Studies of career success find that early-career job hopping can accelerate learning and salary growth by exposing workers to diverse industries and skills. The optimal strategy appears to be: stay long enough to learn something (typically 1.5-2 years minimum for most roles) but don't stay so long that you stop growing.
Practical Career Planning Protocol
Nonlinear Career Planning Framework
Step 1: Map Your Skills, Not Your Job Title
Write down every skill you've developed—technical skills, soft skills, from any context. This list is more valuable than your resume for career planning. Identify which skills are transferable to other industries and roles.
Step 2: Identify Your Career Vectors
A career vector is a direction of growth, not a destination. Instead of "I want to be a VP," ask "In what directions do I want to grow?" Possible vectors: more technical depth, more leadership scope, more creative latitude, more geographical flexibility. Vectors help you recognize opportunities that align with your growth.

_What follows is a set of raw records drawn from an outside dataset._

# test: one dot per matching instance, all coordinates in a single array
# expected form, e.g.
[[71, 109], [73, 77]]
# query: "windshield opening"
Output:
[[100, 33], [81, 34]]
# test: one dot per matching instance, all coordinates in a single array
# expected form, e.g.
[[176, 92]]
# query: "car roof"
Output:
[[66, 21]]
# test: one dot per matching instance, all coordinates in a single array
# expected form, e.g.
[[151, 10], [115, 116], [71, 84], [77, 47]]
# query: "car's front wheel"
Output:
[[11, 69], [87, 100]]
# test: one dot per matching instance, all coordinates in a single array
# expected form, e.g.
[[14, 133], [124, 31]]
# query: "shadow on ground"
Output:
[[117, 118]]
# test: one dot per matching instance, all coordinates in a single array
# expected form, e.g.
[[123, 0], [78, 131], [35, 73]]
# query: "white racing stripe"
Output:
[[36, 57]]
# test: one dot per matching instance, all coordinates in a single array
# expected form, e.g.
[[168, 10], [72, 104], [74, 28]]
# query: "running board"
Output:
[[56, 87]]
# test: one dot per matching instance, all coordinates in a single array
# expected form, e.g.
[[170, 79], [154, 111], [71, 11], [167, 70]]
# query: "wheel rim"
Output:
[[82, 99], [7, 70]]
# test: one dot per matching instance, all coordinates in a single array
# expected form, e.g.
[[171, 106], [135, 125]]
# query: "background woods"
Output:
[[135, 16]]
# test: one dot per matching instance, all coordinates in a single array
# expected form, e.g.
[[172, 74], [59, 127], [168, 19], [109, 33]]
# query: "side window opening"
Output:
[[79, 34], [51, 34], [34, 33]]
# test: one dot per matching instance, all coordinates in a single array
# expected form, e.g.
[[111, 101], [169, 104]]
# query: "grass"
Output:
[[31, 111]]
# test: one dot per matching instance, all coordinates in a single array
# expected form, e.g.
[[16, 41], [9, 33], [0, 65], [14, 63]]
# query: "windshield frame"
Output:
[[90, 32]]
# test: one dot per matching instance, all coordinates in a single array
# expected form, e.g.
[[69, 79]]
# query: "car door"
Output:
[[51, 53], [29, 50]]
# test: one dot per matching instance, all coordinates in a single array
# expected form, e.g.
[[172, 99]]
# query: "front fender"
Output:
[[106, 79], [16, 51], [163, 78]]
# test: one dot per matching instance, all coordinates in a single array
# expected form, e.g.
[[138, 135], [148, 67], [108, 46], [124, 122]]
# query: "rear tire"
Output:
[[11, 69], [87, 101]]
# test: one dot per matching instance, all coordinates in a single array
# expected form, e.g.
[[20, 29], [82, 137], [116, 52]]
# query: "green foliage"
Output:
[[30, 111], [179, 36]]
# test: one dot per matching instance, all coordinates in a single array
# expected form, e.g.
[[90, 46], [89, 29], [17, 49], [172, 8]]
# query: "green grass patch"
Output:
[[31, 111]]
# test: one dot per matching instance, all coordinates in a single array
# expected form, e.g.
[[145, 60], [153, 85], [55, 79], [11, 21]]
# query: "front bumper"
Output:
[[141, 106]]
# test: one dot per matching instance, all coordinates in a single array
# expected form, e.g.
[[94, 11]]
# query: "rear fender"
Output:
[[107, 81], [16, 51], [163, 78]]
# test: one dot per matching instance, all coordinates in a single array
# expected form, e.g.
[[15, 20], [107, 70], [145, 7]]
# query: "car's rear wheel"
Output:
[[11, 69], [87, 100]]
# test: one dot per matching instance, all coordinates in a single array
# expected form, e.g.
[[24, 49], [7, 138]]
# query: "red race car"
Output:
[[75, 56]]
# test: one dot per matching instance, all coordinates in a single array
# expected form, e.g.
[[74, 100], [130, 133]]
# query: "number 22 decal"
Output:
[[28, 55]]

Step 3: Build Network Edges
Actively cultivate weak ties—connections beyond your immediate team. Attend industry events. Connect with people in roles or industries you find interesting. These connections become future opportunities and information sources.
Step 4: Practice Deliberately
For your key development areas, create deliberate practice opportunities. If leadership, volunteer to lead projects. If public speaking, seek presenting opportunities. Practice without feedback produces slow improvement; seek feedback aggressively.
Step 5: Review and Adjust Annually
The career lattice requires regular recalibration. Annually assess: What skills have I developed? What skills do I need next? What vectors am I growing along? Are my current opportunities aligned with my vectors? Adjust based on what you learn.
The Honest Assessment
Modern careers aren't built through planning alone—they're built through experimentation, relationship, and adaptation to changing circumstances. The workers who navigate them best aren't those with the most detailed plans but those with the clearest values, the most transferable skills, and the largest networks.
The traditional ladder still exists in some industries and organizations. But for most people, the lattice—sideways moves, diagonal jumps, temporary retreats, portfolio combinations—offers a more realistic and often more satisfying career path. The skill is not following a predetermined path but developing the capabilities and connections that make productive career navigation possible.